You are viewing a plain text version of this content. The canonical link for it is here.
Posted to dev@amaterasu.apache.org by Arun Manivannan <ar...@arunma.com> on 2019/01/13 11:16:27 UTC

Re: [jira] [Created] (AMATERASU-52) Implement AmaContext.datastores

Hi Guy, Yaniv and Nadiv,

This PR <https://github.com/apache/incubator-amaterasu/pull/39> just
captures part of the issue - the datasets.yaml, ConfigManager and the
testcases. The Integration with the AmaContext is yet to be done but I
would like to get your thoughts on the implementation.

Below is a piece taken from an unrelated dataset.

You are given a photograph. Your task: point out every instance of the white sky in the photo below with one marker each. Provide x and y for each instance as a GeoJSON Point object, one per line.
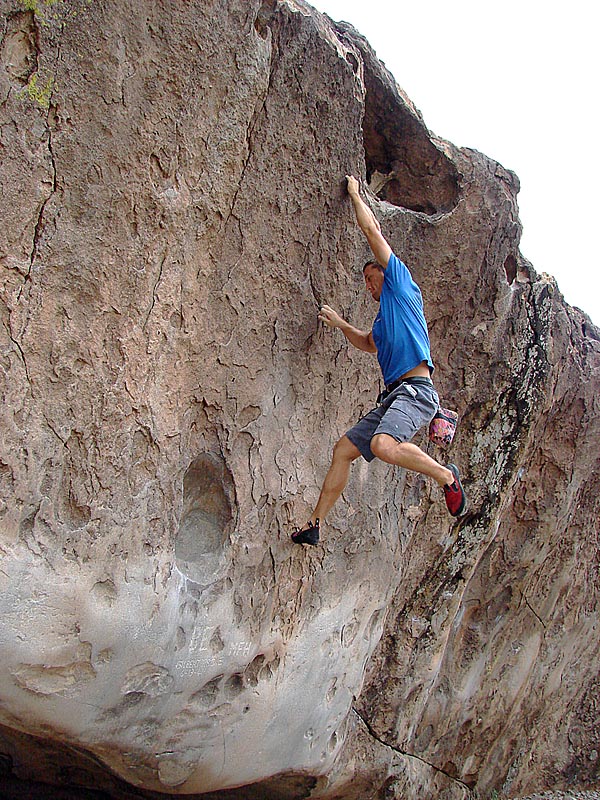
{"type": "Point", "coordinates": [518, 81]}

Guy - Would it be okay if you could help throw some light on the syntax and
the idiomatic part of Kotlin itself. Newbie here.

Cheers,
Arun

On Fri, Oct 12, 2018 at 7:15 PM Yaniv Rodenski (JIRA) <ji...@apache.org>
wrote:

> Yaniv Rodenski created AMATERASU-52:
> ---------------------------------------
>
>              Summary: Implement AmaContext.datastores
>                  Key: AMATERASU-52
>                  URL: https://issues.apache.org/jira/browse/AMATERASU-52
>              Project: AMATERASU
>           Issue Type: Task
>             Reporter: Yaniv Rodenski
>             Assignee: Arun Manivannan
>              Fix For: 0.2.1-incubating
>
>
> AmaContext.datastores should contain the data from datastores.yaml
>
>
>
> --
> This message was sent by Atlassian JIRA
> (v7.6.3#76005)
>

Re: [jira] [Created] (AMATERASU-52) Implement AmaContext.datastores

Posted by Arun Manivannan <ar...@arunma.com>.
Hi,

I realised that making data classes for the config may not be the right
approach considering we won't be able to know all the properties in
advance. Would you consider a Map instead?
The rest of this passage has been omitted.